Bu sezonun başında da, "iskeletinin çok önemli yıldızlarını kaybetmiş" ve ligin başında "küme düşme hattının içine çöreklenecek" hâle düşürülmüş Bursaspor'dan "üçüncü kupa" alınmıştı!..
İşte "bu tablo" Hamza Hoca'yı birdenbire değiştirdi; "Başkan ve yönetimin görevine soyundu", onlara kalkan olmaya çabaladı, "asli" görevinde ise, Mancini'ler, Prandelli'ler gibi "Ben kendi takımımı kuracağım, onun için eskiyi çöpe atıyorum" sevdasına düşüp, bugünlere kadar, 3 kupalı ve de takviye edilen takımı "tertip ve taktik" istikrarına kavuşturamadı. "En önemli" Avrupa ve lig maçlarında bile sanki "dama oynuyordu"; bu yüzden Osmanlıspor, Astana ve Rizespor maçlarında ortaya çıkan "acı tablolara imza attı. Ve de takımını, "eski" takımı Akhisar Belediyespor'dan sadece "iki puan önde, liderden beş puan geride bırakarak" giderken, hâlâ "istikrarlı bir kadro kuramamış", yönetimin güvenini, daha da kötüsü futbolcularının çoğunun "güvenini, sevgisini, saygısını" büyük ölçüde kaybetmişti!..
"Umut'u savunayım" derken, söylediği şu sözlere bakınız; "Umut kadar sahada koşan her şeyini veren mücadelesini yapan kaç oyuncu var?
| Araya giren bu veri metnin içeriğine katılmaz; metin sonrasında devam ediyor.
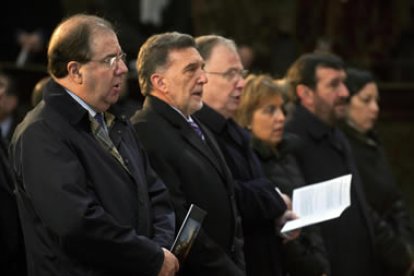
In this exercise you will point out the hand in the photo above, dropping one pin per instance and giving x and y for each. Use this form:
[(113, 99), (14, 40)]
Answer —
[(287, 200), (287, 216), (170, 266)]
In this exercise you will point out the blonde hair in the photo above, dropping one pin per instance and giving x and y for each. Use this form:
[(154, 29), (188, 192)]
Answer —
[(257, 89)]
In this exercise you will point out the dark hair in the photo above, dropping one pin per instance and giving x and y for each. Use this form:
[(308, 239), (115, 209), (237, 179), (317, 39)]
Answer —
[(71, 41), (154, 54), (303, 70), (356, 79), (206, 44)]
Umut gibi kim mücadele ediyor bu takımda? Herkes Umut'u ağzına dolamış, vurup duruyorsunuz çocuğa."
Soruyorum; bu sözlerinin takımdaki "diğer" oyuncular üzerinde yapacağı etkiyi bile düşünemeyen ve "öfkesinin esiri olan" bir Hoca'nın Galatasaray'ın başında kalması ve başarılı olması mümkün müydü?..
Milatmış!..
Dikkat edin Galatasaraylılar, "Hamza Hoca'nın gidişine", futbol yazar ve yorumcularımız arasında en çok "Fenerbahçeliler ve Beşiktaşlılar üzüldü" ve de "Galatasaray Başkanı ile yönetimine çok öfkeliler"; neden acaba?..
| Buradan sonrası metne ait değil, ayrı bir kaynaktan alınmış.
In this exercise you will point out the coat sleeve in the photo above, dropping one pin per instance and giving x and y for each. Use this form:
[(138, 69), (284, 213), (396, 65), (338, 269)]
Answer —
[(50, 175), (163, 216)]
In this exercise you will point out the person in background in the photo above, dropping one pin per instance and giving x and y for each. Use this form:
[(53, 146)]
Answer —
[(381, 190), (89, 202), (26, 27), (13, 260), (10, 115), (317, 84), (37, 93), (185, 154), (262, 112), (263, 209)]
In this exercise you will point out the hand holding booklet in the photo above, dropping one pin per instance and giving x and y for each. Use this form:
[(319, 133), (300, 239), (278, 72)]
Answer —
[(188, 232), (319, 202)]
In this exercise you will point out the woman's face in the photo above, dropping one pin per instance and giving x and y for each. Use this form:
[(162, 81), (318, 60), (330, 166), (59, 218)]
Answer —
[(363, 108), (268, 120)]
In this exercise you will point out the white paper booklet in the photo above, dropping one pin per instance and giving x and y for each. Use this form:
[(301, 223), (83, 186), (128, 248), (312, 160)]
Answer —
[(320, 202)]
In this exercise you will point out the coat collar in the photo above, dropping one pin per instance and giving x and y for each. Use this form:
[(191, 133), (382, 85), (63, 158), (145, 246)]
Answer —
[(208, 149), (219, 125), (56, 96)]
"Başı çeken" Rıdvan Dilmen, o kadar kızgın, üzgün ve öfkeli ki, "olumlu gelişmeler için söylenen" o meşhur "Milattır" sözünü, "tam tersi bir anlamda kullandığının" farkında olmayarak, "Bu antrenörlük için bir milattır. 10 ay içinde 3 tane kupa getiren bir teknik adam, şu ya da bu sebepten dolayı ligin daha başında ayrılıyorsa, Türkiye'de hiçbir teknik adam kendini güvende hissedemez bu olaydan sonra" deyiverdi!..
Hadi diyelim ki, "olumsuz milat da olabilir"; peki ama Türk hocaların içinde "başarı zirvelerine ulaşmış" Fatih Terimlerin, Mustafa Denizlilerin, daha genç kuşaktan Ersun Yanalların, "Avrupalardan da başarılar getirdikleri, takımlarını şampiyon yaptıkları zamanlarda kapının önüne konulmaları" olaylarında, "Bu milattır" demeyen Rıdvan, şimdi TV ekranlarında, gazete sayfalarında neden "kıyameti koparır" ki?..
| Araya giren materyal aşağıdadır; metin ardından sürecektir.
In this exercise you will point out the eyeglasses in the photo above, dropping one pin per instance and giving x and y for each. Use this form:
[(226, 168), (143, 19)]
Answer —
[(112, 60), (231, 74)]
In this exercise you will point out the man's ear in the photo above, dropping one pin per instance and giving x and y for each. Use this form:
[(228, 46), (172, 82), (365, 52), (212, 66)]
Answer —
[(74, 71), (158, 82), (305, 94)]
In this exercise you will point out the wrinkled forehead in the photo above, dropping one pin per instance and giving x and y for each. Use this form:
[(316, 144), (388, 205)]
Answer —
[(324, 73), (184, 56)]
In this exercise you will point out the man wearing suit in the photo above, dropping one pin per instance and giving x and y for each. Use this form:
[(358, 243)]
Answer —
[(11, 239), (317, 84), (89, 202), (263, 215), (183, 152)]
"Kıyamet" dedim de aklıma geldi; acaba Rıdvan "Milattır" yerine "Kıyamettir" mi demeliydi, bir düşünsün bakalım!..
Papatya falındaki isimler!..
Öyle bir hava oluşturuldu ki, "Galatasaray'a hoca olarak gelecek olanın" vay hâline; işte ortadakiler: o Mustafa Denizli; "risk alır" mı bilmem, gelirse, Galatasaray kazanır!..
Lucien Favre; "gelir" mi bilmem, gelirse "ne kadar kalır, birdenbire çeker gider" mi bilmem; macera olur!..
Daum; "Lucescu'dan sonra" Daum da "doğal aday" haline getirildi, Türkiye'de. "Turist" olarak gelirse ne âlâ, "hoca" olarak "çalışma izni" verilmemeli!..
Abdullah Avcı; şansını "çoktaaan" kaybetti; Postacı kapıyı "iki defa" çalar mı?..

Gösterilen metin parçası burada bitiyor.